The first four are the historical gauntlet (ruff + pytest + --dry-run). The three doc guards landed across Waves 3-5 (Faz 24, 26, 30J): bilingual EN/TR spine parity, markdown anchor resolution, and CLI ↔ docs help-text parity. Every PR runs all seven checks in CI; passing locally means CI will too.

If that passes and the PR template is honest, you're ready.

Pre-commit hooks (optional)

The repository ships a .pre-commit-config.yaml that mirrors the lint and format steps already run in CI, plus a local-only gitleaks hook for credential scanning. Pre-commit hooks are an optional ergonomic optimization for local development — contributors who run pre-commit install get faster feedback (and the gitleaks hook), but the hooks are not part of the PR enforcement contract. CI is the single enforcement boundary: every required check (ruff check, ruff format --check, the test matrix, the validate job, the doc-parity guards) runs on every push and pull request regardless of whether the author installed the hooks locally. Skipping a hook with SKIP=... only suppresses the local run; it never bypasses CI.

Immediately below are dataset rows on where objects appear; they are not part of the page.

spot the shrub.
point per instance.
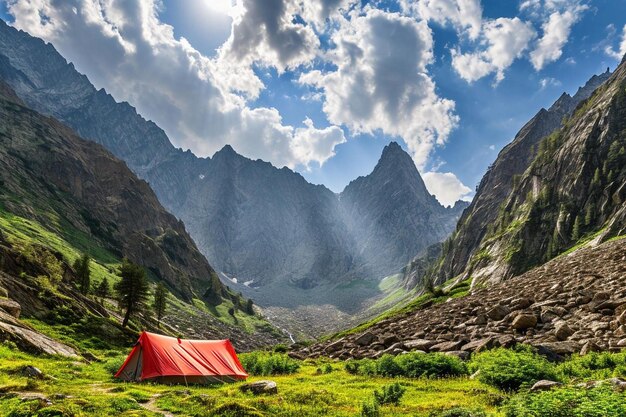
(261, 363)
(370, 409)
(595, 365)
(389, 394)
(387, 366)
(411, 365)
(458, 412)
(235, 410)
(568, 402)
(418, 365)
(510, 369)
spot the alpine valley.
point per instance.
(375, 301)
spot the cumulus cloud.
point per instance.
(556, 31)
(621, 51)
(121, 44)
(464, 15)
(379, 81)
(446, 187)
(503, 40)
(265, 31)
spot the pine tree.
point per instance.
(81, 267)
(132, 289)
(250, 307)
(103, 290)
(576, 229)
(589, 214)
(596, 177)
(160, 301)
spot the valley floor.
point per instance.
(318, 388)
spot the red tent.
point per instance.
(171, 361)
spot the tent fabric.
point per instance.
(168, 359)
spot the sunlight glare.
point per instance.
(221, 6)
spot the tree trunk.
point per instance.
(126, 317)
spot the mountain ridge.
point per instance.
(255, 222)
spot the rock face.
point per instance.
(254, 222)
(77, 188)
(579, 297)
(502, 191)
(387, 209)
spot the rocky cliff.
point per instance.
(80, 191)
(470, 252)
(574, 303)
(254, 222)
(392, 216)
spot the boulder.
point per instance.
(524, 321)
(260, 387)
(447, 346)
(544, 385)
(419, 344)
(562, 348)
(31, 372)
(463, 355)
(589, 347)
(479, 345)
(11, 307)
(497, 313)
(365, 339)
(562, 331)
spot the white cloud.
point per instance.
(122, 45)
(446, 187)
(265, 31)
(381, 81)
(503, 41)
(549, 82)
(618, 53)
(464, 15)
(556, 31)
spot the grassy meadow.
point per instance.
(437, 386)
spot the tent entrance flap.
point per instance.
(171, 361)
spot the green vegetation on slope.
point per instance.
(321, 388)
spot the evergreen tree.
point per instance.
(596, 177)
(81, 267)
(250, 307)
(576, 229)
(589, 214)
(160, 301)
(132, 289)
(103, 290)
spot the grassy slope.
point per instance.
(104, 265)
(92, 391)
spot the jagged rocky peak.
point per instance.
(500, 180)
(254, 222)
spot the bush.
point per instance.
(419, 365)
(595, 365)
(262, 363)
(387, 366)
(510, 369)
(370, 409)
(458, 412)
(568, 402)
(411, 365)
(389, 394)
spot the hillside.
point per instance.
(574, 303)
(547, 170)
(255, 223)
(62, 196)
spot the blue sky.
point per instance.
(255, 88)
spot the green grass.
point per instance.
(93, 392)
(24, 231)
(320, 388)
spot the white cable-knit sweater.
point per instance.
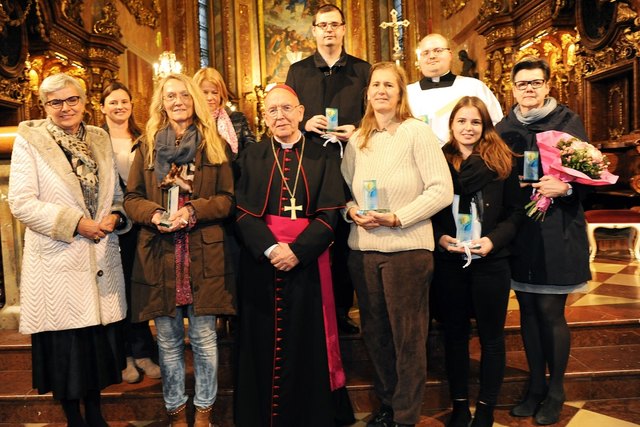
(413, 181)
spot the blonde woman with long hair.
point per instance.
(232, 126)
(391, 260)
(180, 270)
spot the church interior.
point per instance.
(592, 46)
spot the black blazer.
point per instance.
(503, 211)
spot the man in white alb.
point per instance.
(432, 98)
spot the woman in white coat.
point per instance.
(63, 186)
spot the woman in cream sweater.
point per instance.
(391, 262)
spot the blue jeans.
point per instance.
(203, 339)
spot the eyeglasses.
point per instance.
(535, 84)
(173, 97)
(324, 26)
(124, 103)
(436, 51)
(56, 104)
(286, 110)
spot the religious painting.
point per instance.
(285, 35)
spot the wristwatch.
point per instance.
(121, 221)
(569, 191)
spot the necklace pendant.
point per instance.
(293, 208)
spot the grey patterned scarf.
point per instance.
(82, 162)
(536, 114)
(170, 150)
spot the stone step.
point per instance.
(602, 372)
(15, 348)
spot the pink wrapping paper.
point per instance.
(552, 163)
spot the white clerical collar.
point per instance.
(288, 145)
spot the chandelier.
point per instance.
(166, 64)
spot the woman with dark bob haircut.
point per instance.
(543, 250)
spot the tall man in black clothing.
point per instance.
(332, 78)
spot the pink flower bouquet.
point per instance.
(570, 160)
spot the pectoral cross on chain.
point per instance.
(395, 24)
(293, 208)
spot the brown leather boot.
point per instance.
(178, 418)
(204, 417)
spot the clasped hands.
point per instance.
(449, 243)
(94, 230)
(179, 220)
(373, 219)
(319, 123)
(283, 258)
(551, 187)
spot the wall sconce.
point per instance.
(166, 64)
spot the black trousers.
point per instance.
(482, 290)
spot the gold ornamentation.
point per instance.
(536, 19)
(144, 15)
(261, 127)
(395, 26)
(70, 44)
(14, 90)
(625, 14)
(557, 7)
(489, 8)
(106, 54)
(451, 7)
(624, 47)
(615, 102)
(72, 10)
(5, 19)
(500, 33)
(108, 25)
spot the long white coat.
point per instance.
(67, 281)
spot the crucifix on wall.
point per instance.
(395, 26)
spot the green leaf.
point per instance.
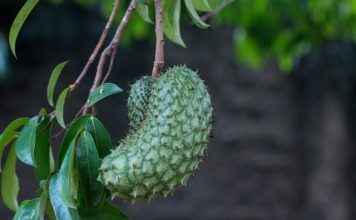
(171, 19)
(66, 175)
(10, 133)
(9, 181)
(88, 163)
(202, 5)
(61, 211)
(53, 81)
(29, 209)
(143, 11)
(44, 199)
(19, 21)
(42, 149)
(26, 142)
(194, 15)
(77, 126)
(49, 211)
(60, 107)
(108, 212)
(101, 136)
(103, 91)
(144, 2)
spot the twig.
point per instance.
(216, 10)
(110, 50)
(98, 46)
(159, 54)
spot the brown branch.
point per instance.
(98, 46)
(216, 10)
(159, 55)
(110, 50)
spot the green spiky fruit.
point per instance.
(137, 101)
(171, 118)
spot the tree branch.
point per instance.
(98, 46)
(110, 50)
(159, 55)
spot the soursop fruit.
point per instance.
(137, 101)
(171, 120)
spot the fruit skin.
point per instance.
(137, 101)
(163, 150)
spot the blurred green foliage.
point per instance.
(287, 29)
(265, 29)
(284, 30)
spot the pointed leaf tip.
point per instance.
(18, 23)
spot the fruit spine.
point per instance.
(170, 121)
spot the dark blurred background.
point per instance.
(282, 75)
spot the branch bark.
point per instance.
(98, 46)
(159, 54)
(110, 50)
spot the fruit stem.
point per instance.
(159, 54)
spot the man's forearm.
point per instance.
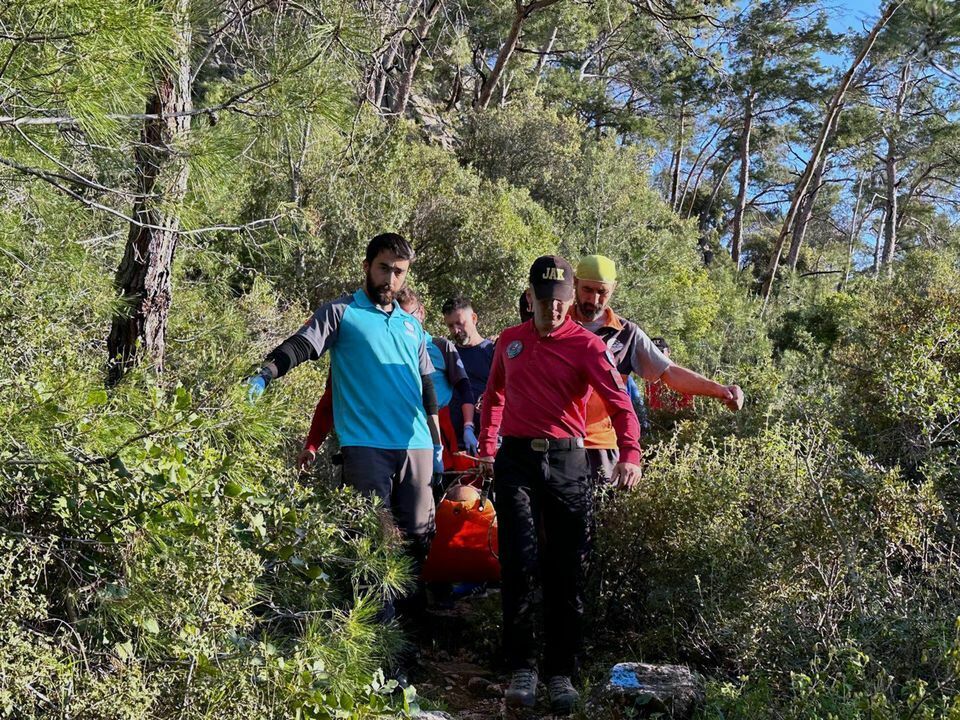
(468, 410)
(688, 382)
(433, 422)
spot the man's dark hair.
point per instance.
(396, 244)
(457, 303)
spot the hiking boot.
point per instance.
(563, 696)
(523, 689)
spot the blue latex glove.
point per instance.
(255, 387)
(470, 440)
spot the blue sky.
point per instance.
(854, 14)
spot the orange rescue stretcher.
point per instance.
(465, 547)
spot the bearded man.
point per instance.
(384, 402)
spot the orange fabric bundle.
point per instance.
(465, 547)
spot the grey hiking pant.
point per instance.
(401, 478)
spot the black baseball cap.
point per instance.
(551, 277)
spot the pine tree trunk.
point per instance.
(890, 205)
(143, 279)
(677, 160)
(542, 60)
(805, 213)
(507, 49)
(405, 86)
(714, 194)
(855, 225)
(831, 118)
(736, 243)
(890, 167)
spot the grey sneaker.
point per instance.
(523, 689)
(563, 696)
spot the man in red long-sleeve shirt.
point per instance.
(543, 371)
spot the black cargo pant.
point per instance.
(544, 508)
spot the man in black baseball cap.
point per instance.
(536, 398)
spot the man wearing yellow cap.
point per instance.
(595, 281)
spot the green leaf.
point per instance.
(97, 397)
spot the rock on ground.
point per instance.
(647, 689)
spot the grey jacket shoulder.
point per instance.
(323, 327)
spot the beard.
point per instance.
(589, 311)
(381, 294)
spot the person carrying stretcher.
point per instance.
(543, 371)
(448, 376)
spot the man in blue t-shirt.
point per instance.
(476, 353)
(384, 404)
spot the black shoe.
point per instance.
(563, 696)
(523, 689)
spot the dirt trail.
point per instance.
(459, 668)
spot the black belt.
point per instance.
(545, 444)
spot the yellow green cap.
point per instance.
(597, 268)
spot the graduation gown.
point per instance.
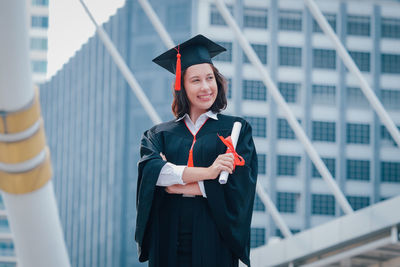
(221, 224)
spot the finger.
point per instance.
(163, 156)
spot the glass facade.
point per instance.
(330, 163)
(358, 169)
(324, 58)
(262, 163)
(259, 125)
(323, 94)
(324, 131)
(390, 171)
(358, 202)
(289, 91)
(358, 25)
(40, 22)
(288, 165)
(357, 133)
(323, 204)
(331, 18)
(290, 56)
(390, 63)
(261, 52)
(254, 90)
(362, 60)
(255, 18)
(287, 201)
(290, 20)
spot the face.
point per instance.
(201, 87)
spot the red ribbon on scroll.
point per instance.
(238, 160)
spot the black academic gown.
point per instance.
(221, 225)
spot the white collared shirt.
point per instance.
(172, 174)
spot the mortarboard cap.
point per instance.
(196, 50)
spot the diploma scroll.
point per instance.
(223, 177)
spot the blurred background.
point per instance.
(94, 122)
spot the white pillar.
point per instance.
(33, 217)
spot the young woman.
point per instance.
(185, 217)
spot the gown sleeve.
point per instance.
(231, 204)
(149, 167)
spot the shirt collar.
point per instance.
(210, 114)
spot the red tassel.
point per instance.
(178, 72)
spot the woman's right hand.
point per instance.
(224, 162)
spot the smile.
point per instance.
(205, 97)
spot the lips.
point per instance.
(205, 97)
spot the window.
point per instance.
(331, 18)
(259, 125)
(254, 90)
(362, 60)
(289, 56)
(323, 204)
(4, 228)
(290, 20)
(178, 18)
(390, 63)
(2, 207)
(229, 88)
(289, 91)
(324, 59)
(257, 237)
(40, 2)
(330, 164)
(358, 25)
(356, 98)
(262, 163)
(6, 248)
(287, 165)
(40, 22)
(261, 51)
(390, 171)
(358, 202)
(39, 43)
(39, 66)
(357, 133)
(286, 202)
(357, 169)
(215, 16)
(258, 204)
(324, 94)
(284, 130)
(227, 55)
(390, 99)
(324, 131)
(386, 137)
(390, 28)
(255, 17)
(279, 233)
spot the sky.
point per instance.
(70, 27)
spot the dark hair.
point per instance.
(181, 104)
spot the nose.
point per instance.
(204, 85)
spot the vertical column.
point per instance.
(237, 59)
(376, 72)
(271, 120)
(341, 107)
(25, 168)
(306, 98)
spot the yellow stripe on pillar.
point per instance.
(29, 181)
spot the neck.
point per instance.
(195, 114)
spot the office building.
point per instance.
(94, 122)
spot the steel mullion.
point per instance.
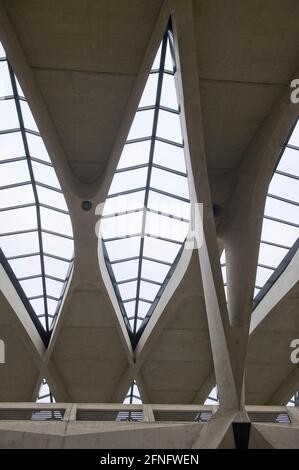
(165, 214)
(21, 206)
(12, 160)
(52, 208)
(124, 237)
(276, 245)
(265, 266)
(46, 186)
(28, 255)
(124, 193)
(170, 240)
(170, 142)
(15, 185)
(174, 196)
(19, 232)
(282, 199)
(131, 168)
(151, 281)
(287, 175)
(117, 214)
(57, 234)
(149, 172)
(137, 140)
(30, 169)
(170, 170)
(28, 278)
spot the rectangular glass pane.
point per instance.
(14, 172)
(54, 288)
(169, 205)
(55, 267)
(16, 196)
(165, 227)
(15, 220)
(8, 115)
(28, 119)
(169, 183)
(38, 306)
(55, 221)
(169, 156)
(148, 291)
(289, 162)
(20, 244)
(11, 146)
(126, 270)
(143, 308)
(51, 198)
(276, 232)
(271, 255)
(32, 287)
(121, 226)
(282, 210)
(142, 125)
(128, 290)
(123, 203)
(154, 271)
(150, 91)
(169, 126)
(128, 180)
(24, 267)
(125, 248)
(134, 154)
(262, 276)
(284, 187)
(58, 246)
(45, 174)
(5, 83)
(161, 250)
(294, 139)
(169, 94)
(130, 308)
(37, 148)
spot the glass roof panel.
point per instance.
(170, 156)
(23, 201)
(8, 115)
(161, 196)
(11, 146)
(5, 83)
(133, 154)
(281, 216)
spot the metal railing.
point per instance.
(137, 413)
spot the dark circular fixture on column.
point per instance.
(86, 205)
(216, 210)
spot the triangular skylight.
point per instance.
(281, 217)
(35, 228)
(44, 394)
(133, 395)
(146, 215)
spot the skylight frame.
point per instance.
(29, 155)
(136, 323)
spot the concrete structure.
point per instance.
(83, 66)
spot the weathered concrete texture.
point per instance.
(97, 435)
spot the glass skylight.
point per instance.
(35, 229)
(133, 395)
(213, 397)
(45, 395)
(145, 219)
(280, 229)
(281, 217)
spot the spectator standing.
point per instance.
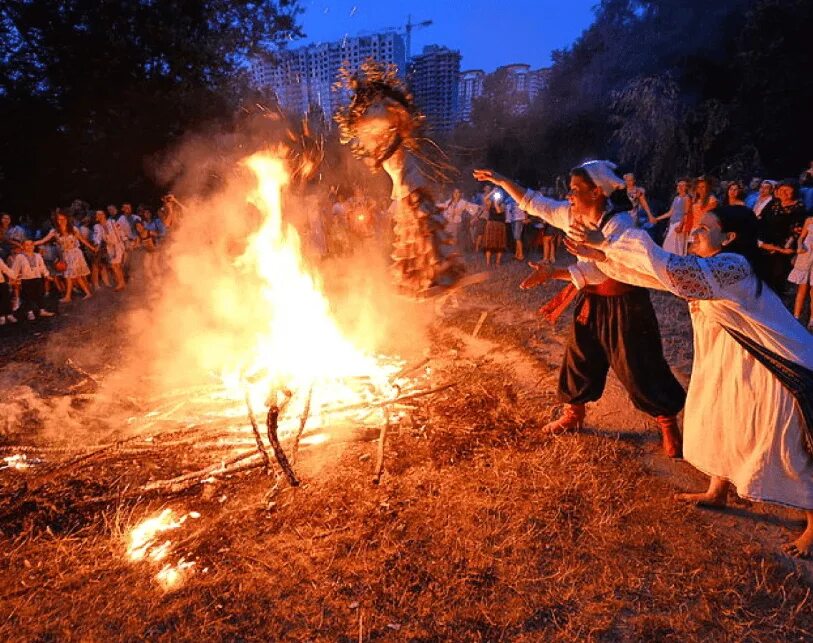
(677, 236)
(777, 235)
(6, 275)
(763, 197)
(70, 243)
(637, 196)
(753, 192)
(29, 268)
(515, 218)
(108, 239)
(802, 273)
(494, 235)
(458, 213)
(145, 246)
(702, 202)
(734, 194)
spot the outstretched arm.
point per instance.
(635, 258)
(515, 190)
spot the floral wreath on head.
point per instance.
(374, 83)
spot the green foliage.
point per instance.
(92, 90)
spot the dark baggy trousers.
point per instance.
(620, 332)
(32, 295)
(5, 299)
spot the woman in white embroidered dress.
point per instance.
(676, 238)
(110, 244)
(76, 268)
(742, 425)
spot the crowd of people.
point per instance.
(492, 222)
(748, 411)
(733, 252)
(77, 250)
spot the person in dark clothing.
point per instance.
(779, 229)
(614, 325)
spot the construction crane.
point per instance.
(408, 27)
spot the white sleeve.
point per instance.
(557, 213)
(41, 268)
(585, 273)
(688, 277)
(8, 272)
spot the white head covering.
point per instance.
(603, 175)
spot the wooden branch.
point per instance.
(271, 426)
(479, 325)
(411, 368)
(219, 469)
(379, 462)
(303, 419)
(395, 400)
(257, 437)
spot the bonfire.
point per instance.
(292, 380)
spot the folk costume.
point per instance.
(71, 252)
(30, 269)
(776, 227)
(749, 408)
(382, 126)
(6, 273)
(677, 236)
(614, 325)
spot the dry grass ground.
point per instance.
(481, 530)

gitleaks is pre-commit-only. It lives in .pre-commit-config.yaml (gitleaks/gitleaks v8.18.0) and is not wired into any GitHub Actions workflow — there is no gitleaks required check on the PR page. Operators who want secret scanning on their local commits install it via pre-commit install; CI relies on reviewer attention plus the tools/check_pip_audit.py and SBOM gates for supply-chain coverage. If a secret-scanning CI gate is ever added, update this section and the required-check list together.